Trump’s push for “patriotic education” is not the first attempt at censoring certain aspects of America’s sordid history. In 2015 a McGraw-Hill World Geography textbook was quoted describing slaves as “workers from Africa to the southern United States to work on agricultural plantations.” Another case came in the form of a 2016 Connecticut social studies book claiming slave owners “cared for and protected” slaves. These books were a blatant erasure of the atrocities and crimes committed during slavery.
These censorships not only harm the children from reading them, but they also create a generation oblivious to American history. When HBO’s Watchmen came out, it was the first time many people had ever heard of the 1921 Tulsa Race Massacre. LaGarrett King, a professor at the University of Missouri, claims the U.S. favors a progressive history and, to fit this idealistic view of history, it has erased the experiences and oppression of Black people.

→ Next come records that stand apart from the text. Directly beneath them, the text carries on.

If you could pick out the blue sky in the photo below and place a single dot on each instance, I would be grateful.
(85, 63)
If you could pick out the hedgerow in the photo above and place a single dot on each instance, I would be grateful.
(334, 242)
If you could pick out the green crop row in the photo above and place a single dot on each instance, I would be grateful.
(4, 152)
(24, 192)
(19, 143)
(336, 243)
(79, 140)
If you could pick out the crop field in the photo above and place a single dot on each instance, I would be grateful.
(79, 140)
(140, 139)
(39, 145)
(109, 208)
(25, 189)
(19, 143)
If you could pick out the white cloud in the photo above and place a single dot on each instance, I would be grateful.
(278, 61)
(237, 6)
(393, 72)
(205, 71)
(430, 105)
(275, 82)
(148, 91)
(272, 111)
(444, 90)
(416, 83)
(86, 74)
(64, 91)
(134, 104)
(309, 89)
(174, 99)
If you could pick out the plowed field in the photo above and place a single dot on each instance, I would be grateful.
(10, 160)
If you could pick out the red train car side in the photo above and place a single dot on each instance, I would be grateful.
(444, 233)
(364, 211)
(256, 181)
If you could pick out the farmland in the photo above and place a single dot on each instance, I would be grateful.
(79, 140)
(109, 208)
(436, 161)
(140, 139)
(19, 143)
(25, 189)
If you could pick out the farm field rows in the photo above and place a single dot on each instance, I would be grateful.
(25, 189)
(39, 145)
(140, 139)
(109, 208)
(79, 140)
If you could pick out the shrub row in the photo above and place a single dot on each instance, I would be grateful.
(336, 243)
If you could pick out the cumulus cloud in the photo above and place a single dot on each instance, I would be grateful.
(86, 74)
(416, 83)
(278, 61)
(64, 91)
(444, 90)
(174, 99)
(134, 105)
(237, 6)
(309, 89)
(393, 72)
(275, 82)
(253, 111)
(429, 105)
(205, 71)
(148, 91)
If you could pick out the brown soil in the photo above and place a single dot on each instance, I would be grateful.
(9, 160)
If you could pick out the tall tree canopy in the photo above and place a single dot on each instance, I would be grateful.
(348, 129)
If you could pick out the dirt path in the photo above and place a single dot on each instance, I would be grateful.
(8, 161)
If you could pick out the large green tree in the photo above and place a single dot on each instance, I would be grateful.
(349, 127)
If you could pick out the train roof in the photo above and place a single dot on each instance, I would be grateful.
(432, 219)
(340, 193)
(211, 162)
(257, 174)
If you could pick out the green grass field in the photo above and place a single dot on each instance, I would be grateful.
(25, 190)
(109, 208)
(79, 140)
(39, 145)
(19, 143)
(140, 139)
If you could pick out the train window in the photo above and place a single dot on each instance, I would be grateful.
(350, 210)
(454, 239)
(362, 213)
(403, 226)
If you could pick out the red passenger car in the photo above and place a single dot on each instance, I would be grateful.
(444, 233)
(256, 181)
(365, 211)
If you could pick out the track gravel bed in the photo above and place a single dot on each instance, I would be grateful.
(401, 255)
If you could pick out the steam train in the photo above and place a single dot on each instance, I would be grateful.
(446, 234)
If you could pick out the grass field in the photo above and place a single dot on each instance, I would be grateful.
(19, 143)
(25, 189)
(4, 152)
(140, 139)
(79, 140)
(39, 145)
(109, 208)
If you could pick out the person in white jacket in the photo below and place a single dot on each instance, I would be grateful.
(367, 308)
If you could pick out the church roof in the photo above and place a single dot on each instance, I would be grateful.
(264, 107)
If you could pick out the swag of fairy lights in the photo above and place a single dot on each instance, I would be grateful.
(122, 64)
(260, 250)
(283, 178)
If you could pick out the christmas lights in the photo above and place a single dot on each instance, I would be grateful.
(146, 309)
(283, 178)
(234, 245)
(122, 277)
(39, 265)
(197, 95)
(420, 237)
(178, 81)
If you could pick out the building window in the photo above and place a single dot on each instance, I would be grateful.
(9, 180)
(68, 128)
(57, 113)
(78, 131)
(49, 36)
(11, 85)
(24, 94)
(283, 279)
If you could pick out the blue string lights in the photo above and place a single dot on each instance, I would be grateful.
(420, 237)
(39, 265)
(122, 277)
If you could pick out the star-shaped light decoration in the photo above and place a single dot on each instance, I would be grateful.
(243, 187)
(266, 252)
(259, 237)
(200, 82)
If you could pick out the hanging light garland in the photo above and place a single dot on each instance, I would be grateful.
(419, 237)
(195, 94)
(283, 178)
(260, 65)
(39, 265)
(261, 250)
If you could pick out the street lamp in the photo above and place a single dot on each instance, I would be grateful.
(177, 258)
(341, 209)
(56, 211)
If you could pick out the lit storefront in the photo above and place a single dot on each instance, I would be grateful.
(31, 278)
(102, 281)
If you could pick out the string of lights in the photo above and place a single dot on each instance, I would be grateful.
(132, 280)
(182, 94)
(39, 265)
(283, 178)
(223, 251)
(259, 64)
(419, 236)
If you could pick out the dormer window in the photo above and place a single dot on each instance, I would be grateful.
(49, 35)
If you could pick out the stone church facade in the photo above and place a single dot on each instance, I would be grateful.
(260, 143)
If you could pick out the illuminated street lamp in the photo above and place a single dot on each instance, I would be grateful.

Many people and organizations have fought back against this edited history by attempting to get a direct curriculum implemented in schools. In 1994, the National Center for History in the Schools released three volumes, co-authored by UCLA Historian Gary Nash, which outlined national standards for history curriculum. However, these volumes received massive backlash for having a “grim and gloomy” viewpoint on American history.
Currently, the New York Times is trying to change this skewed American history through the 1619 Project. This project started in 2019 and developed in large part by Pulitzer Prize Winner Nikole Hannah-Jones, which involves essays, poems, and photo essays meant to start the conversation about America’s history with slavery. Hannah-Jones has stated the 1619 project’s goal is to “tell the truth about who we are as people and who we are as a nation.” Starting in 1619, when the first slaves arrived in the Virginia colony, to present time.
As issues of racial inequality and prejudice impact the nation, Americans need to know the full history of slavery and the lasting effects felt today.